The best thing about music videos is you can be so creative, and after playing around with concepts, I had one that I thought would be cool for the song "Shedding Skin" by the band LucaBrasi, one of the bands in which I had friends.
Years earlier I was taking photos inside a children's museum (photography is yet one more of my hobbies that I don't have time for anymore) and the light was too low, the shots were going to be underexposed. I needed a flash, which I didn't have. But what I did have was a tripod, which allows you to set a longer exposure and get more light onto the film. However, with a longer exposure, anything moving would be blurred. It occurred to me that this might turn out cool if I did it on purpose, so I set up the camera places where kids climbed on the installations designed for that purpose, and set the aperature for one full second. The results were cool, creating a sharp background with twisting, ghostlike kids running through them.
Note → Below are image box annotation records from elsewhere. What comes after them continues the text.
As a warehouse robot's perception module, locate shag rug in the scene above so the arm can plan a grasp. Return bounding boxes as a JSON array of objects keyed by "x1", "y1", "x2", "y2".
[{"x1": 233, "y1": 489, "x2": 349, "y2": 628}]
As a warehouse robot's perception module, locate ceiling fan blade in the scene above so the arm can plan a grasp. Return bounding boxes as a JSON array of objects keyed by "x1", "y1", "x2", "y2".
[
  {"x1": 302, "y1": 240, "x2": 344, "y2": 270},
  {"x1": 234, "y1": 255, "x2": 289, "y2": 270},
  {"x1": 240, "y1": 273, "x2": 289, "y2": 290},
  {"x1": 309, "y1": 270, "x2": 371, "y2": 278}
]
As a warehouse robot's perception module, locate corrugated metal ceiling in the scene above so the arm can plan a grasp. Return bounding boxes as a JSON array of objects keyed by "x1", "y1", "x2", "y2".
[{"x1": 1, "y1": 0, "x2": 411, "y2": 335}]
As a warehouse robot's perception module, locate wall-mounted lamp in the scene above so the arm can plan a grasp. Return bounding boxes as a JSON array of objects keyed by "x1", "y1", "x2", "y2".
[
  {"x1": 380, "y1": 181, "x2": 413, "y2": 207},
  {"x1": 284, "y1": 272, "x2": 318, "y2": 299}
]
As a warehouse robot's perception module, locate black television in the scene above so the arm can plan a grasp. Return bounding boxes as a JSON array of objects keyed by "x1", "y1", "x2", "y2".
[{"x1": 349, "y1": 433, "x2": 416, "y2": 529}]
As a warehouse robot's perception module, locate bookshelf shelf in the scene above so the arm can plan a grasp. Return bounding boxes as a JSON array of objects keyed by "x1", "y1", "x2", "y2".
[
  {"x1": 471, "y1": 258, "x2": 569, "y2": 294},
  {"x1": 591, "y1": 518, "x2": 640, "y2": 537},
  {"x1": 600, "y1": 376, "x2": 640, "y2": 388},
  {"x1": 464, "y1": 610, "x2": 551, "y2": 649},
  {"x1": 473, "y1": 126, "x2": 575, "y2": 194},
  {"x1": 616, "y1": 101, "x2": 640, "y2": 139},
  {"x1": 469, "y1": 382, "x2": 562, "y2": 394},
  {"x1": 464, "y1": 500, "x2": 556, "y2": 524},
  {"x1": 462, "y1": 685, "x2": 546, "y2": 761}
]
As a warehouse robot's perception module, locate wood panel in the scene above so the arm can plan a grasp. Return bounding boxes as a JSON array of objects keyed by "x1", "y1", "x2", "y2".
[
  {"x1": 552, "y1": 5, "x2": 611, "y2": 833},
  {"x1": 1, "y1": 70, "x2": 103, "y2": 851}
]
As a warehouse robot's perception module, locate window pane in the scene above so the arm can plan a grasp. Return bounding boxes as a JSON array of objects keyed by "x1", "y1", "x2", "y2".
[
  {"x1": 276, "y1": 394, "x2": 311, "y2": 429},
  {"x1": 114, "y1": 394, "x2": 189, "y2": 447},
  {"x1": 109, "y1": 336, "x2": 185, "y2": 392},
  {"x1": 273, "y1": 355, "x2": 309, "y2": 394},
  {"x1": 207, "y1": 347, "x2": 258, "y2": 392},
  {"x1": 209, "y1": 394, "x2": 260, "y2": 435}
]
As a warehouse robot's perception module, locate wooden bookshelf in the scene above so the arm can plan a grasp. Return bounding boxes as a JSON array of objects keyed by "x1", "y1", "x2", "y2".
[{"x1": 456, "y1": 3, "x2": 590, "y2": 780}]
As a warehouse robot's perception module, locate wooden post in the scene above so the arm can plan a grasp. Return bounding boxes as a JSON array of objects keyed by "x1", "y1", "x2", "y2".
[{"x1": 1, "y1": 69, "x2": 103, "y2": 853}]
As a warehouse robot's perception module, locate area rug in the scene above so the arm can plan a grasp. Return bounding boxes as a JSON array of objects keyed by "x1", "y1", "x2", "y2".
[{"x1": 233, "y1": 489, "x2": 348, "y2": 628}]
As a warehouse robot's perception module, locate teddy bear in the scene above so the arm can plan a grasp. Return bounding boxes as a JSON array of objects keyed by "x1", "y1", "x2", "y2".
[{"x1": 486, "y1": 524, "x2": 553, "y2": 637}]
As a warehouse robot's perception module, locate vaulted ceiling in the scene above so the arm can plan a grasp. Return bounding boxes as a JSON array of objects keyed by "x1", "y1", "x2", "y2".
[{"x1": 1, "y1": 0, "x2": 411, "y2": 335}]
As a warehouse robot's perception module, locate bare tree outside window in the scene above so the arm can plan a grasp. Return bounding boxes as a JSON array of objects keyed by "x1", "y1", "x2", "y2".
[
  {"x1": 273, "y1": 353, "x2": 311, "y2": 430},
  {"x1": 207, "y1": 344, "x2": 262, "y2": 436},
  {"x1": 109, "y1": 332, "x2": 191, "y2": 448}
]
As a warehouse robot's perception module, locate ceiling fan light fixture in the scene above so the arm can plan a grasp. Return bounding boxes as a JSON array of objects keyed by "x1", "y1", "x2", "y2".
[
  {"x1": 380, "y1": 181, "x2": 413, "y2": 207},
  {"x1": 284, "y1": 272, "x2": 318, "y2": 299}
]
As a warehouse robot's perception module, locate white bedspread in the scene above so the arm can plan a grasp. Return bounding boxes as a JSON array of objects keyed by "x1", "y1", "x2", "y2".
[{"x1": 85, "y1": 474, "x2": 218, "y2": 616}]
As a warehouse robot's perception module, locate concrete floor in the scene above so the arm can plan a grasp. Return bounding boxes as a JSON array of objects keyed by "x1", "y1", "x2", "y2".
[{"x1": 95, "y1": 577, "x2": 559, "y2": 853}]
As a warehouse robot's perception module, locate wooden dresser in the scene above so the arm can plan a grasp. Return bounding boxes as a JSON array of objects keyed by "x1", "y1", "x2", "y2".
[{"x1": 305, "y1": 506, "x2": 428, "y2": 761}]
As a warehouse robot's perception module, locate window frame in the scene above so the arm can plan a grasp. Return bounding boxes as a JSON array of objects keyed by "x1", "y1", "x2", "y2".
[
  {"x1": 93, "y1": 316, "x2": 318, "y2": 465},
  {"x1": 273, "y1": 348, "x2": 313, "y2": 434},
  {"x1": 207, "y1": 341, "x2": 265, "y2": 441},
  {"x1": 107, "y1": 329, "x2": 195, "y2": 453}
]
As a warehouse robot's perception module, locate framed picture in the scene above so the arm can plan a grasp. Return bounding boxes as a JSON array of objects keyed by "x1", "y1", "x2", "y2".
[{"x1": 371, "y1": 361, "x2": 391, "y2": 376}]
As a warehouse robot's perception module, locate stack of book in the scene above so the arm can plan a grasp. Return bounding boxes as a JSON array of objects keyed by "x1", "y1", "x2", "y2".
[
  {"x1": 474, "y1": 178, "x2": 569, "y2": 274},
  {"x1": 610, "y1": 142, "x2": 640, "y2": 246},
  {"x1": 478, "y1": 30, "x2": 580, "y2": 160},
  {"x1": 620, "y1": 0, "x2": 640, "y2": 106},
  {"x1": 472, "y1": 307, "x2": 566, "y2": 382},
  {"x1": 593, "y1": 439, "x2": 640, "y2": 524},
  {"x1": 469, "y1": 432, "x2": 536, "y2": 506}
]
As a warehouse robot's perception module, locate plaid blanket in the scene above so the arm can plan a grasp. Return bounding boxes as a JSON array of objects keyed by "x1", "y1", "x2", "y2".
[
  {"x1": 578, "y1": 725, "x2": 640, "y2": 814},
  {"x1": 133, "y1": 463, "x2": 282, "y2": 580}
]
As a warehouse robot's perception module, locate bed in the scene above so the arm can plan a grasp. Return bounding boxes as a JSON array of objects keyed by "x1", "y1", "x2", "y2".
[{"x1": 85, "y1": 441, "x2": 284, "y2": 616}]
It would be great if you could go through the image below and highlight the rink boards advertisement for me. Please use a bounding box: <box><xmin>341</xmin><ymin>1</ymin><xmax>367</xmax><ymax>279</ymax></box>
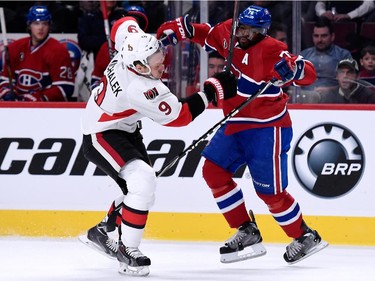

My idea for the "Shedding Skin" video was to do the same thing, but fire in rapid succession and then stitch the photos together using video editing software so that it created a moving blur with a sharp background. I ran some experiments and made some calculations and came to the conclusion that the only way to make it work would be to have two different cameras shooting the exact same thing from the exact same angle and synchronize them so that while one was recovering to take its next shot the other was exposing the negative (I shot this digital, so technically there is no negative, but you get what I mean). Now when I say the cameras had to shoot from the exact same angle, I mean the exact same angle. If they were off by a centimeter it would create a jarring back-and-forth motion that would make people seasick. I needed both cameras to be in the same place at the same time. Impossible right? Almost. I was aware there was a work-around trick, I just needed to get my hands on a beam-splitter.
For those of you who don't know, a beam-splitter is a box that has a special mirror inside of it that allows 50% of the light to pass through, and 50% of it to be reflected. If you put the mirror at a 45 degree angle to the thing you're shooting, and put one camera directly behind the mirror, and the other at 90 degrees facing toward the reflecting surface, both cameras will catch half the light. I won't bore you with the details of finding a beam-splitter I could rent or jury-rigging two of the same camera with the exact same lens onto the beam-splitter, and all that onto a tripod that I could move around as need be, but let's just say I used up a number of days in trial-and-error cycles and leave it at that.
I wound up shooting 14,000 frames, of which about 1,000 made it into the final cut of the video. It took me almost a month to edit, largely because of all the trial-and-error that process involved.
There's things I like about it and things I don't. The effect worked pretty well, but it also created a lot of limitations. The guys in the band were really cool and thanked me for wanting to do a video for them, but I don't think they loved it. The next time I spoke to my buddy Scott, who's a professional editor working in Hollywood, he was like, "Yeah… it was cool," but I could hear in his voice he did not think it was cool.
These are the dangers of getting too wrapped up in a concept and making everything else take a back-seat to that idea.